Sometime in May or June of 1853 seventeen year old Sam Clemens left home for the first time. He departed the small Mississippi River town of Hannibal, Missouri. Sam likely stayed with his sister Pamela and found work as a typesetter for the St. Louis Evening News. St. Louis in the summer of 1853 was a burgeoning city of 100,000 souls, the largest city of the West. The city offered Western freedom together with many of the luxuries and affectations of the East. For a young man from Hannibal, such a city must have been dazzling.

May 26 Thursday – Sam wrote his last “Assistant’s Column” inserting a paragraph about the Crystal Palace in New York City. He wrote that the fifteen to twenty thousand persons who were “continually congregated” there engaged in “drunkenness and debauching…carried on to their fullest extent.” Sam was thinking about leaving Hannibal by this time, and New York may have already been his desired destination, but he spoke only of St. Louis to his mother [Wecter 262; MTL 1:2].

May 27 Friday June, early – By this time Sam was in St. Louis to find his way in the world. Paine writes he took a night boat to St. Louis [MTB 94]. Sam likely stayed with his sister Pamela and found work as a typesetter. He vowed never to let a place trap him again. Orion was so depressed that he did not publish another edition of the Journal for a month [Powers, Dangerous 217].

June 2 Thursday – Four unsigned news articles appeared in the Journal attributed to Sam days after he left town: “Friday Evening, May 27, 1853,” “Saturday Evening, May 28, 1853,” “Monday Evening, May 30, 1853. Small Pox Gone,” and “Tuesday Evening, May 31, 1853” [Camfield, bibliog.]. It is likely that Sam had left these, either complete or for Orion to finish and use as he saw fit. Sam’s only other items in the Journal were two letters home that ran in September.

June 11 Saturday – Orion failed to get out the Hannibal Daily Journal for a whole month, beginning on this date. In one sense, Sam never truly left Hannibal—he carried it in his heart and memory and poured it out into The Adventures of Tom Sawyer and Huckleberry Finn. Hannibal in those pages would become a universal boyhood home, an icon like the man himself. Sam would visit again in 1882 to gather material for Life on the Mississippi, and the last time in 1902. In many ways Sam Clemens would always be the boy of Hannibal—his wife Livy would call him “youth.”

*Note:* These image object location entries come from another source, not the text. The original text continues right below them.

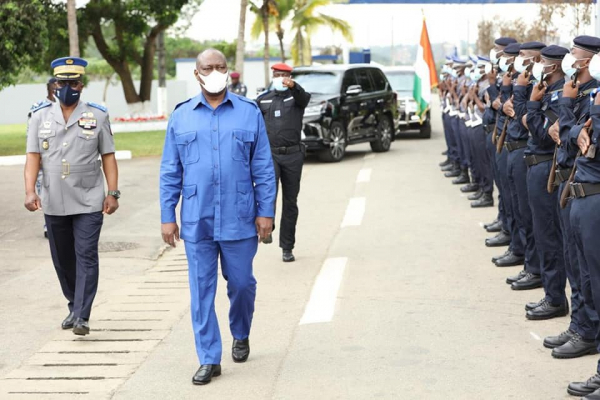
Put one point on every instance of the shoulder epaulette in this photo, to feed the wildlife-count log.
(40, 106)
(98, 106)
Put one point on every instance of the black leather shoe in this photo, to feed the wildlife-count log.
(501, 239)
(547, 310)
(593, 396)
(584, 388)
(535, 304)
(551, 342)
(512, 279)
(487, 200)
(475, 196)
(496, 227)
(81, 327)
(240, 350)
(470, 188)
(510, 260)
(205, 374)
(288, 256)
(529, 281)
(574, 348)
(68, 322)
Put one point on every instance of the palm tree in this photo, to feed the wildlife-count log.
(305, 22)
(73, 34)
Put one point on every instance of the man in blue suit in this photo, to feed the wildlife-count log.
(217, 156)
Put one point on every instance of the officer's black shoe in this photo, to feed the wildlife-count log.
(240, 350)
(510, 260)
(551, 342)
(592, 396)
(547, 310)
(475, 196)
(288, 256)
(574, 348)
(463, 177)
(535, 304)
(496, 258)
(470, 188)
(584, 388)
(487, 200)
(529, 281)
(512, 279)
(81, 327)
(68, 322)
(205, 374)
(501, 239)
(495, 227)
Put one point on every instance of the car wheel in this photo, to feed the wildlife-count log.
(425, 131)
(385, 130)
(337, 146)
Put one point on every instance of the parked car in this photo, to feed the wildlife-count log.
(402, 80)
(350, 104)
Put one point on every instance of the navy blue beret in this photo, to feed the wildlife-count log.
(554, 52)
(505, 41)
(512, 49)
(532, 46)
(587, 43)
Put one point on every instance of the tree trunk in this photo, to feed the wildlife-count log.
(265, 16)
(240, 48)
(73, 33)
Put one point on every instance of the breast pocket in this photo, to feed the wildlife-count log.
(187, 145)
(242, 145)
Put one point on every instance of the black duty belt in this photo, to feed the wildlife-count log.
(286, 150)
(562, 175)
(512, 146)
(535, 159)
(579, 190)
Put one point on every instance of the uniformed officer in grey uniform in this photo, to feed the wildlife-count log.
(67, 138)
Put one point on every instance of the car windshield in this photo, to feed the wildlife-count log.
(318, 82)
(401, 81)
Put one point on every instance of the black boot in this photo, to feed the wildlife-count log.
(487, 200)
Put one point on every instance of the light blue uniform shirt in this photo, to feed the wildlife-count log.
(219, 161)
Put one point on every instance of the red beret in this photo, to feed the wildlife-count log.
(281, 67)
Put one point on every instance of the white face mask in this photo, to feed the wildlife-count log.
(594, 67)
(215, 82)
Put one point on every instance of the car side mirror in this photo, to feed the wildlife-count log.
(353, 90)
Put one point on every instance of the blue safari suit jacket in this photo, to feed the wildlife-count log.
(219, 162)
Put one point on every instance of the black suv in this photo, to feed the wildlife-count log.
(350, 104)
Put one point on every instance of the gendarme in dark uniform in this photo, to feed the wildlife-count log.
(283, 110)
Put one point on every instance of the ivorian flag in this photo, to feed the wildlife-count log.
(425, 75)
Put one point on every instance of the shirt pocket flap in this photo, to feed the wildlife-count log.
(244, 136)
(189, 191)
(185, 138)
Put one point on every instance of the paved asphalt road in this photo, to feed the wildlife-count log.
(393, 295)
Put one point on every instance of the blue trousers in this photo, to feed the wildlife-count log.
(73, 243)
(585, 220)
(516, 244)
(517, 181)
(584, 318)
(547, 233)
(236, 266)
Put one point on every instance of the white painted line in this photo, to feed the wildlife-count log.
(321, 305)
(354, 212)
(364, 175)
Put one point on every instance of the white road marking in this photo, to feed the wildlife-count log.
(321, 305)
(354, 212)
(364, 175)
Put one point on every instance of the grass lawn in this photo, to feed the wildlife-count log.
(141, 144)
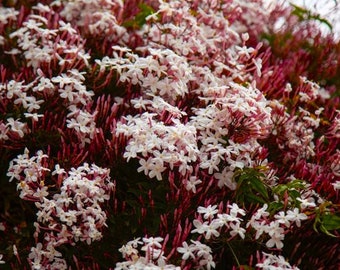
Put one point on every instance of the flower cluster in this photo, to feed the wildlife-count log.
(220, 130)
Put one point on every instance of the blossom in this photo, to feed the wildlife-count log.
(186, 250)
(236, 229)
(208, 211)
(296, 216)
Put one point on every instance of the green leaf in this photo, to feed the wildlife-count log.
(260, 187)
(330, 222)
(140, 19)
(305, 15)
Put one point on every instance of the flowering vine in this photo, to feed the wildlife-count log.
(168, 135)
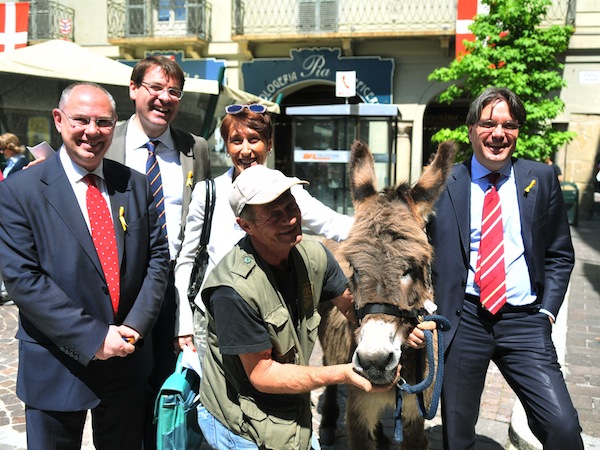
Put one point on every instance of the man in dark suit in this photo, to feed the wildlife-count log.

Summer – St. Louis in the summer of 1853 was a burgeoning city of 100,000 souls, the largest city of the West. The city offered Western freedom together with many of the luxuries and affectations of the East. For a young man from Hannibal, such a city must have been dazzling. Sam had kept plans secret from his family, to work in St. Louis long enough to make fare to New York City. Sam had read stories about the World’s Fair there, The Crystal Palace Fair, and he’d included them in his Journal column. He probably stayed with the Moffetts and set type for the St. Louis Evening News.

August 19 Friday – At 8 AM Sam boarded a boat and started a journey by train and boat to New York. He did not tell his mother about the trip, which took about five days. From St. Louis to Alton, Ill by the sidewheeler steamer Cornelia, 11:00 AM, from Alton to Springfield on the partly completed Chicago and Mississippi Railroad; by Frink’s stage to Bloomington, Ind. [MTL 1: 5n2]. Dempsey notes that the train station was “just a few blocks” from the law office of Abraham Lincoln [232].